O senhor bento xvi tem uma visão paternalista do mundo e os seus mullas vão acertando o passo pelo mesmo diapasão. Muitos são os sacerdotes que dizem amen e que estão descontentes por a Opus Dei ter finalmente tomado conta do reino da santa igreja e que vai querer abarcar tudo e todos debaixo do tecto do pálio católico. Sua eminência escreve umas coisitas que até estariam bem no século de Galileu, em que o cardeal concordava com o cientista e quando passou a papa, atiçou-lhe a santa inquisição à perna. Nunca vi, ao contrário de João Paulo II, o cardeal Ratzinger vir a público defender Galileu Galilei, no entanto, o Papa J.P.II fê-lo e pediu desculpas públicas pelos crimes da santa madre igreja. Não vi o senhor Ratzinger ao lado dele a apoiá-lo em nada, bem antes pelo contrário. Ratzinger foi dos cardeais mais conservadores do catolicismo e... ainda é.
Elfo,
Tu já leste alguma coisa do Bento XVI? Ou estás apenas a seguir a moda de dizer mal do homem?
Eu fiquei curioso por ver um baha'i que diz que encontra diferenças e semelhanças de opinião. Estou curioso para ver o que se vai dizer aqui.
Espero sinceramente que não seja dizer mal apenas por dizer; pelo contrário, as diferenças de opinão devem aparecer fundamentadas.
Meu caro GH, não me parece que se tenha de ser um erudito nas escrevinhices do sr Ratzinger para ver de onde surgem as coisas. Diz-me onde estou errado e eu fundamento o que digo.
elfo, prova-me a relação com a Opus, em que dicionário sucessor aparece com "ss" e diz-me um único livro do santo padre que tenhas lido.

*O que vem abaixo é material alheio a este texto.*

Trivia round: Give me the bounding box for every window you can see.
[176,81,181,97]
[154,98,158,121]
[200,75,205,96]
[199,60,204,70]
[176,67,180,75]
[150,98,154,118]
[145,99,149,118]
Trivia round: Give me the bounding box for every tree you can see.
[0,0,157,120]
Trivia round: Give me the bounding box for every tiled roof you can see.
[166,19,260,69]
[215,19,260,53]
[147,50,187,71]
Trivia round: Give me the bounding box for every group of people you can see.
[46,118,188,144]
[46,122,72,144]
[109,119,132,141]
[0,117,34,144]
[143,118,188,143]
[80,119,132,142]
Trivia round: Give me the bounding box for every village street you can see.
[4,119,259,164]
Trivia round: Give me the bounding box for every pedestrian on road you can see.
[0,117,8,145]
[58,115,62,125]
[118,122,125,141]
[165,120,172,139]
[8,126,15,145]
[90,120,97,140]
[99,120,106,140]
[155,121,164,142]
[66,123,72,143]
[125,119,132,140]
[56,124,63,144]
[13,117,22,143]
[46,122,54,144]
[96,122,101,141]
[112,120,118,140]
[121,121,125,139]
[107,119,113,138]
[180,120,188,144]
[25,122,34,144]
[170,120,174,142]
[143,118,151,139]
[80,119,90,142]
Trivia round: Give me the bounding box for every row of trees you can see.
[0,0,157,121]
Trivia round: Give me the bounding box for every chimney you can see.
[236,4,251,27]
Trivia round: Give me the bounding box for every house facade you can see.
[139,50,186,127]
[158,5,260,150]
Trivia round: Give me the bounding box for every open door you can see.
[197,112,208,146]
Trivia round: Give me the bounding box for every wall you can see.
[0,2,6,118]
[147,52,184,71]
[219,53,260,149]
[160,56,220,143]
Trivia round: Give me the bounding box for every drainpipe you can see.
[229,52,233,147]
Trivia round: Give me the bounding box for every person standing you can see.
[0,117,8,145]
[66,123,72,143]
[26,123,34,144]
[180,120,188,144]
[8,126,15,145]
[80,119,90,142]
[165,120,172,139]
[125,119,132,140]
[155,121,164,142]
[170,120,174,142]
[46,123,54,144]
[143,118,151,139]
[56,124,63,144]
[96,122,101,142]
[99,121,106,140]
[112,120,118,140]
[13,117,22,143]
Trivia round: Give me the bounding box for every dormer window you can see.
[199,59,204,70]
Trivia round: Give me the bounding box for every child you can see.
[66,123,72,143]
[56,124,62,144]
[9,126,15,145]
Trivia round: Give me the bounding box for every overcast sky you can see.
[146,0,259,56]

"Atravessar o Limiar da Esperança", foi um livro escrito por João Paulo II e que foi considerado insultuoso por muitos Budistas.
Claramente há uma geração no clero católicos que assumem o Budismo como inimigo na luta pela conversão das almas.
O prestígio do Dalai Lama na Europa e nos EUA incomoda essa geração do clero católico. Mas os Budistas são pacientes; a sua reacção paciente bem podia ser imitada pelos muçulmanos.